The suggested solution. The failure in the early reli

gious education of Mr. Wells so forcefully stated in the passage which we quoted was a failure due to a lack of understanding of child nature. Little children are timid and dependent; they easily yield to fear; they are intensely emotional. They accept on faith what is told them, having little reasoning power. They live in a world of fancy, so that with very little suggestion from the adult, ogres and demons and dragons grow as if by magic. The power of God as the maker and ruler of the universe was evidently overemphasized in the case of Wells, while the idea of God as a loving Father, protecting and caring for all little children, was withheld or placed in the background; hence the disaster in making the connection between the child and his God.

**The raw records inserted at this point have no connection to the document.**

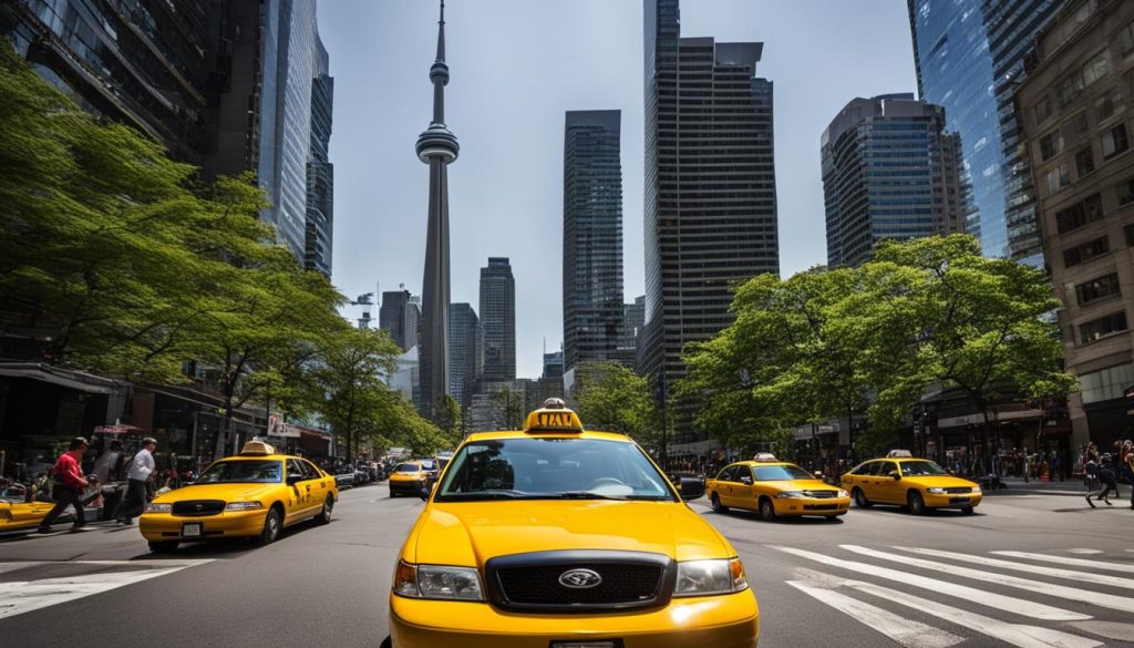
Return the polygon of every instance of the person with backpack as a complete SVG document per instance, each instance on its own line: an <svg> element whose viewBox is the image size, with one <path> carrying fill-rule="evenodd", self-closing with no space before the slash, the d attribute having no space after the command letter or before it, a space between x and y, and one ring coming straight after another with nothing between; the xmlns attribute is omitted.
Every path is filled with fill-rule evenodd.
<svg viewBox="0 0 1134 648"><path fill-rule="evenodd" d="M87 487L87 481L79 470L79 464L87 447L90 444L85 438L75 437L71 439L70 448L59 455L56 465L51 468L56 505L40 522L40 533L50 533L51 524L68 506L75 507L75 523L71 525L71 531L78 531L86 525L86 516L83 513L83 489Z"/></svg>

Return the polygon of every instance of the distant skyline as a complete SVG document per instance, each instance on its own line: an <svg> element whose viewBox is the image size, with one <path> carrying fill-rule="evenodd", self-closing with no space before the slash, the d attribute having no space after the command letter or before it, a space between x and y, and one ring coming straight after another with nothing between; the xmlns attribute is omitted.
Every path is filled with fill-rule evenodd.
<svg viewBox="0 0 1134 648"><path fill-rule="evenodd" d="M562 339L562 123L623 112L625 298L644 293L642 1L448 0L446 117L454 302L479 302L479 270L508 256L516 369L542 371ZM348 297L421 294L428 169L414 142L430 113L437 2L324 0L319 28L336 77L332 280ZM916 92L904 0L683 0L682 34L764 43L776 85L784 276L826 261L819 138L855 96ZM358 308L345 314L356 318ZM375 313L376 314L376 313Z"/></svg>

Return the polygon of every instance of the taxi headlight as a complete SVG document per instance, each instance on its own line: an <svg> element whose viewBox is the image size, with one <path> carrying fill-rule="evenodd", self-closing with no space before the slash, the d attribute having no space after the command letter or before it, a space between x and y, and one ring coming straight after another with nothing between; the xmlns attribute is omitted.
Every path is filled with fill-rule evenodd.
<svg viewBox="0 0 1134 648"><path fill-rule="evenodd" d="M398 562L393 592L413 598L484 600L481 577L473 567L414 565Z"/></svg>
<svg viewBox="0 0 1134 648"><path fill-rule="evenodd" d="M229 502L225 505L225 511L257 511L263 507L259 502Z"/></svg>
<svg viewBox="0 0 1134 648"><path fill-rule="evenodd" d="M741 558L677 563L674 596L733 594L748 588Z"/></svg>

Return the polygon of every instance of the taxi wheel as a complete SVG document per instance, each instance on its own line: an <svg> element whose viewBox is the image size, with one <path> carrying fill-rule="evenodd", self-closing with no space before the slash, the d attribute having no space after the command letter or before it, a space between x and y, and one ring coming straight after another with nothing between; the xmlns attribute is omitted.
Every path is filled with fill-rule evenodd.
<svg viewBox="0 0 1134 648"><path fill-rule="evenodd" d="M922 498L921 493L916 490L911 490L906 495L906 505L909 507L909 512L914 515L925 514L925 500Z"/></svg>
<svg viewBox="0 0 1134 648"><path fill-rule="evenodd" d="M150 542L150 552L154 554L168 554L170 552L176 552L177 545L178 542L176 540Z"/></svg>
<svg viewBox="0 0 1134 648"><path fill-rule="evenodd" d="M874 504L870 499L866 499L866 494L863 493L861 488L855 488L854 505L857 506L858 508L870 508Z"/></svg>
<svg viewBox="0 0 1134 648"><path fill-rule="evenodd" d="M330 495L323 500L323 510L315 515L316 524L330 524L331 523L331 508L335 508L335 498Z"/></svg>
<svg viewBox="0 0 1134 648"><path fill-rule="evenodd" d="M764 522L771 522L776 519L776 505L767 497L760 498L760 519Z"/></svg>
<svg viewBox="0 0 1134 648"><path fill-rule="evenodd" d="M721 505L720 497L718 497L716 493L712 494L712 497L710 497L709 500L712 504L713 512L728 513L728 506Z"/></svg>
<svg viewBox="0 0 1134 648"><path fill-rule="evenodd" d="M264 515L264 530L253 540L257 545L271 545L280 536L280 510L272 507Z"/></svg>

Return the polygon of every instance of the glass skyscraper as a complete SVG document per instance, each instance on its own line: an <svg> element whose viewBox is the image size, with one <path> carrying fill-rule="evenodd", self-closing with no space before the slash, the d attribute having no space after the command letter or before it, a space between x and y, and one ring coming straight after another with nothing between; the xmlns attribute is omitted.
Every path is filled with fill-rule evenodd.
<svg viewBox="0 0 1134 648"><path fill-rule="evenodd" d="M1064 0L907 0L919 96L945 108L972 182L966 228L988 256L1041 266L1035 196L1013 95Z"/></svg>
<svg viewBox="0 0 1134 648"><path fill-rule="evenodd" d="M564 129L564 369L615 359L623 328L618 110L568 111Z"/></svg>

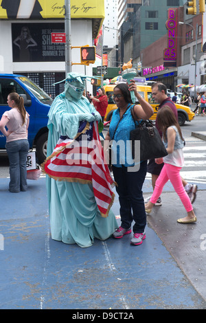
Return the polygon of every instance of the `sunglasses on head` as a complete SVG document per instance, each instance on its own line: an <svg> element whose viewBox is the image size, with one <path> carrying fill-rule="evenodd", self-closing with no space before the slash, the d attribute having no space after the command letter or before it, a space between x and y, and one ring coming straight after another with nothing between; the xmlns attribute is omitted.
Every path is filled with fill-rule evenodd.
<svg viewBox="0 0 206 323"><path fill-rule="evenodd" d="M84 87L83 89L82 89L80 87L74 87L73 85L71 85L71 84L70 84L69 82L68 82L68 84L69 84L69 87L71 87L71 89L73 89L76 92L83 92L83 91L84 90Z"/></svg>
<svg viewBox="0 0 206 323"><path fill-rule="evenodd" d="M117 98L117 99L121 99L122 96L123 96L122 94L113 94L112 98L113 100L115 100L116 98Z"/></svg>

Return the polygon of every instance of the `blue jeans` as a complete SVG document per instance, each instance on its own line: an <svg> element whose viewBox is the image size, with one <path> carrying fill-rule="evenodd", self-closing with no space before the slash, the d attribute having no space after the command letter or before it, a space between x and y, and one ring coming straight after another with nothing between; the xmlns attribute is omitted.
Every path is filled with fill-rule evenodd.
<svg viewBox="0 0 206 323"><path fill-rule="evenodd" d="M27 139L7 142L6 151L10 162L9 190L18 192L27 189L26 161L30 149Z"/></svg>
<svg viewBox="0 0 206 323"><path fill-rule="evenodd" d="M116 190L120 204L121 226L129 229L134 220L134 234L142 233L146 225L142 186L146 175L147 162L141 163L137 172L128 172L127 167L124 166L113 166L113 171L118 185Z"/></svg>

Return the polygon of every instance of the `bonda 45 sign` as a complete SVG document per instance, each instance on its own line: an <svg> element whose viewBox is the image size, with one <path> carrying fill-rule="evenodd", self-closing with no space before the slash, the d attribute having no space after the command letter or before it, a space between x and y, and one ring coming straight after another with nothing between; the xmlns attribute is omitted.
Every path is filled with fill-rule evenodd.
<svg viewBox="0 0 206 323"><path fill-rule="evenodd" d="M168 30L168 45L164 49L164 60L176 60L176 8L168 10L168 19L166 27Z"/></svg>

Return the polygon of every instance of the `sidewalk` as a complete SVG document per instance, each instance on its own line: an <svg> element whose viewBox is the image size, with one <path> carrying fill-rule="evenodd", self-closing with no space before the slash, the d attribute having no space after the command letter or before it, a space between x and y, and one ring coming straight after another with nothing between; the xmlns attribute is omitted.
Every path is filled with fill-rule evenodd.
<svg viewBox="0 0 206 323"><path fill-rule="evenodd" d="M168 185L141 245L125 236L82 249L51 239L45 178L18 194L8 181L0 179L1 309L206 309L205 191L196 224L176 223L183 208ZM145 196L150 186L146 180ZM117 194L113 210L119 221Z"/></svg>

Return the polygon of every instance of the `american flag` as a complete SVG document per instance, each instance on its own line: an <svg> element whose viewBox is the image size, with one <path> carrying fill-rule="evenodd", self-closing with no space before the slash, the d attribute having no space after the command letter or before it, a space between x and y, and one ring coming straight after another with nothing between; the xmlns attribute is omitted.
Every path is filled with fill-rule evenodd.
<svg viewBox="0 0 206 323"><path fill-rule="evenodd" d="M42 170L57 181L91 183L102 216L108 216L113 203L115 182L106 163L98 133L98 123L81 122L76 138L60 136Z"/></svg>

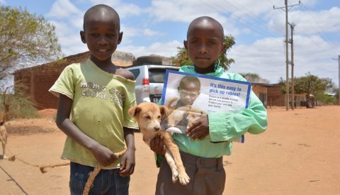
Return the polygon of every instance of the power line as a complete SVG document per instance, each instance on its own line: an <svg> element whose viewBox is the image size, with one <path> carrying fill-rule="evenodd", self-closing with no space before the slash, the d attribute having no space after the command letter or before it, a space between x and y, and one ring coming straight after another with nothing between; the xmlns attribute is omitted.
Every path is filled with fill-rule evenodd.
<svg viewBox="0 0 340 195"><path fill-rule="evenodd" d="M285 0L285 6L283 7L278 7L276 8L275 6L273 6L273 9L282 9L285 8L285 79L286 79L286 82L285 82L285 109L288 111L289 108L289 76L288 76L288 72L289 72L289 67L288 67L288 11L290 10L290 9L295 6L298 6L300 4L300 2L299 1L298 4L295 4L295 5L290 5L288 6L288 0ZM288 9L289 8L289 9Z"/></svg>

It is imperative, then, for success in early religious training that the teacher understand the characteristics and needs of the child whom she is to teach and that the curriculum and methods of teaching be based upon this knowledge. Unless we know how to gain admission we shall knock in vain at the citadel of the child's mind; we shall not only fail to make any impression but to get any spontaneous expression from him. He will look blankly back of us; he will wiggle and twist and squirm; he may try in every way to distract us from the subject in hand by irrelevant remarks, or he may make a dash at any moment for freedom and a more interesting occupation.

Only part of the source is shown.